No love for Sherrod Brown? Too old-school Midwest white guy?

If Biden doesn’t run, he might have a moment.

I'm genuinely curious if people here believe men and women always act/think/react the same, as a generalization.

We spend lots of time talking about genericizing any reference, is there any point that there is a, generically, difference that can or should be recognized?

You go first.

I'm genuinely curious if people here believe men and women always act/think/react the same, as a generalization.

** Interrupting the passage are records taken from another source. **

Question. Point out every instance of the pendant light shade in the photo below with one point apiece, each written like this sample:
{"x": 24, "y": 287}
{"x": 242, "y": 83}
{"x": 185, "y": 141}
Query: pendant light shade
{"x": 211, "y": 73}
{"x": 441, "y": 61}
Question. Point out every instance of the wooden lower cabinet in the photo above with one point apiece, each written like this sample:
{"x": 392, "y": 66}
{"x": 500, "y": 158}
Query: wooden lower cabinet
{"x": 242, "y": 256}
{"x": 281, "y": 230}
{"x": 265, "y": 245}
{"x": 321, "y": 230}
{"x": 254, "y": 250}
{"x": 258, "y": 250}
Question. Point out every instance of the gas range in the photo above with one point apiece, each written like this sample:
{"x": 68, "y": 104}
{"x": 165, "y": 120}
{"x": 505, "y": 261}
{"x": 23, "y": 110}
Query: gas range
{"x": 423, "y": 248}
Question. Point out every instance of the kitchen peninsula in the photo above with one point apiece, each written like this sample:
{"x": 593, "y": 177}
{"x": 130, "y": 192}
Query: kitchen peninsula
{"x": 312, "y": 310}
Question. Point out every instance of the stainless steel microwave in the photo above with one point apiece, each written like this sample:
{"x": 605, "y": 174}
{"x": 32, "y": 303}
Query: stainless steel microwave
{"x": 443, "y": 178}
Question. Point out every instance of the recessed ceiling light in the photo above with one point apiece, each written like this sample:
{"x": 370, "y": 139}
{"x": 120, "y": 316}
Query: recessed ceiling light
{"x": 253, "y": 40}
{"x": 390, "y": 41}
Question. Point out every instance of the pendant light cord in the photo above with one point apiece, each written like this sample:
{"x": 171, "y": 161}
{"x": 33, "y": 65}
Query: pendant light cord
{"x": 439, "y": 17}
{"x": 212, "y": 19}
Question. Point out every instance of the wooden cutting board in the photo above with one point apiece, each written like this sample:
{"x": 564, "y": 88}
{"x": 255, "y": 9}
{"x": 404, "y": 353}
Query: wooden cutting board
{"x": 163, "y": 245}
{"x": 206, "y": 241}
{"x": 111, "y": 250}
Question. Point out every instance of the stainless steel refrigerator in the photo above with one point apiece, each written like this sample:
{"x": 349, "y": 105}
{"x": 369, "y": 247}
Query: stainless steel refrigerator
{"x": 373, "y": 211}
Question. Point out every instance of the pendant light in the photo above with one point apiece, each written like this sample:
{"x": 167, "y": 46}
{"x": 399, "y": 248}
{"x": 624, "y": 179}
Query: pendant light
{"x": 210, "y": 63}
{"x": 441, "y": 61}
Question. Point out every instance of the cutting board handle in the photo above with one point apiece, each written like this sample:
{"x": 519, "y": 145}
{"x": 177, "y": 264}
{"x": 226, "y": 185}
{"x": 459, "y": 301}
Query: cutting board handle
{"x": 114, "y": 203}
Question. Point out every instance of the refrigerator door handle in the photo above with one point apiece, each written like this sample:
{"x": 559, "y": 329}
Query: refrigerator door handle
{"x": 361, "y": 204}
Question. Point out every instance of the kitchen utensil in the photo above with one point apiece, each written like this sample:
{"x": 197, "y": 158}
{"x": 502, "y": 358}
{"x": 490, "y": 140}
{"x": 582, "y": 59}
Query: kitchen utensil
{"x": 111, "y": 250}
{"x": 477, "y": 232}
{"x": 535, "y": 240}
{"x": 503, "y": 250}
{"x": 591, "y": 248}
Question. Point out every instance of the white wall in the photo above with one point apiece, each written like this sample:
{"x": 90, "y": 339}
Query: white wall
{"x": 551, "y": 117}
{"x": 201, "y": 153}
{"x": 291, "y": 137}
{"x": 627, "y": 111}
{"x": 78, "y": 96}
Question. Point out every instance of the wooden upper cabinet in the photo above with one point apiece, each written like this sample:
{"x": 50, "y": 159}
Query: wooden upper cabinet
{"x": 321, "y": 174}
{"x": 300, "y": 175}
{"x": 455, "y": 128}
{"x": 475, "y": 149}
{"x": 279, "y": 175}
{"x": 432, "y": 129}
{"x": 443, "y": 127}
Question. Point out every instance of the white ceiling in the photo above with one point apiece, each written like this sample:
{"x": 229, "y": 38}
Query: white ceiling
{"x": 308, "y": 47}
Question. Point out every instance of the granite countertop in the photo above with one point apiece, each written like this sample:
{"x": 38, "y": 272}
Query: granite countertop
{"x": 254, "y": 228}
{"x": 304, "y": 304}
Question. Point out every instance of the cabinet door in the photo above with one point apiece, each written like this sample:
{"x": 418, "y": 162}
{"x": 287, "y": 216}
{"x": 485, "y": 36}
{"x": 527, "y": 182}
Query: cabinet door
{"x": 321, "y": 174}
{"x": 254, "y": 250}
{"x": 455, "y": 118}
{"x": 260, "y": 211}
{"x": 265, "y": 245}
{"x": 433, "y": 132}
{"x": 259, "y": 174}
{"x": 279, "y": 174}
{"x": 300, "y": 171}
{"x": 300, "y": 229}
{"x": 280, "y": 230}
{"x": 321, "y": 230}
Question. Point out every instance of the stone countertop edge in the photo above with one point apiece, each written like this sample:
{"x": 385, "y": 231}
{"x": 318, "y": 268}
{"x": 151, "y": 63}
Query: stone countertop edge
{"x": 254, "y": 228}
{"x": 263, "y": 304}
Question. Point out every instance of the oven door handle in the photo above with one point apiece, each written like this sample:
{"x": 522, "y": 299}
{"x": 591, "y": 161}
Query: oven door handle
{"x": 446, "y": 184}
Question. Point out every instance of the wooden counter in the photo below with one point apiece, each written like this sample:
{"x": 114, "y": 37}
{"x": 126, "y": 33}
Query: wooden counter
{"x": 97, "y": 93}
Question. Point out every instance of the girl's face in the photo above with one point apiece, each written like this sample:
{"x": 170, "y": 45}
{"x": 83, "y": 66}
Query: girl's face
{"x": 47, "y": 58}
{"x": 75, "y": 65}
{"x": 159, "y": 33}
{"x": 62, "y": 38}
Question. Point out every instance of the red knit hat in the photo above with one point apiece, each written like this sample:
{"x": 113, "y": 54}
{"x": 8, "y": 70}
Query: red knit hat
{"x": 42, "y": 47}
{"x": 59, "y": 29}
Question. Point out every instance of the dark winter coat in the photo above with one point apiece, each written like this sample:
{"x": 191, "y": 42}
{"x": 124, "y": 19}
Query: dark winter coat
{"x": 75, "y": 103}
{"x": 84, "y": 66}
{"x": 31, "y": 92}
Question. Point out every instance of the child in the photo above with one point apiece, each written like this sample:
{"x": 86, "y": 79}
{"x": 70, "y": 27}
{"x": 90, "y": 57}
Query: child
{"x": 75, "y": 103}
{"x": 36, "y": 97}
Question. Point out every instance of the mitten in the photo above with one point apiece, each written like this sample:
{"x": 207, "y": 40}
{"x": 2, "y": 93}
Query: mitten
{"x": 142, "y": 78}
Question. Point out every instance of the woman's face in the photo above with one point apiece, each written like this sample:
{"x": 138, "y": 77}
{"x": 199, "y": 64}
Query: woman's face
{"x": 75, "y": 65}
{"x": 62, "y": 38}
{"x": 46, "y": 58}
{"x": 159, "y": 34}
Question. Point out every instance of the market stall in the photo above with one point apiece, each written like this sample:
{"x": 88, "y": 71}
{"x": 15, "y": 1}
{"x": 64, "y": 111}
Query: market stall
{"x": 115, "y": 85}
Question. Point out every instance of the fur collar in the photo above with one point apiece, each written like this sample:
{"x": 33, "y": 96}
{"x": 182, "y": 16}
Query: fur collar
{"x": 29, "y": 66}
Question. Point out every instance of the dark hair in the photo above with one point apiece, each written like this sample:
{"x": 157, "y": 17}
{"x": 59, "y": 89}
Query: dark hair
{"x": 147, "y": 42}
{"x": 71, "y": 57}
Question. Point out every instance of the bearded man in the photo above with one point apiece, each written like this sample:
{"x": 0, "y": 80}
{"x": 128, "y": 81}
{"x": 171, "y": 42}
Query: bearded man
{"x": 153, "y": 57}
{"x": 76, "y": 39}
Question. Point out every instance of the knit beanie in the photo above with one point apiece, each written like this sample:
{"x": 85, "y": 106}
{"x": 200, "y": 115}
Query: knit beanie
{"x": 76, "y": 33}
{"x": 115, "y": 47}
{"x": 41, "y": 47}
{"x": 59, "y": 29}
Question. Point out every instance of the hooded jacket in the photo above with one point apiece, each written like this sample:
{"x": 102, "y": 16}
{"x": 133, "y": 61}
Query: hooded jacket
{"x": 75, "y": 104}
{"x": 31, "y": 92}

I would say that there are differences due to socialization. That is, most women are brought up (within American culture) with different behavioral expectations than most men. The actual expectations are changing, in some cases dramatically. And, in general, they are changing in the direction of being more similar. But they aren't there yet . . . and may well never be the same.

HOWEVER, inherent (i.e. essentially genetic) differences? Not so much.

I'm genuinely curious if people here believe men and women always act/think/react the same, as a generalization.

No.

At the group level, there is perhaps (probably ?) an overall difference between men and women. But the two groups overlap substantially.

"Everyone has an asshole."

Yeats, in so many words.

Also Lennon, goo-goo-ga-joob.

"Schlafly was a mother who traveled around the country telling mothers that they should stay home."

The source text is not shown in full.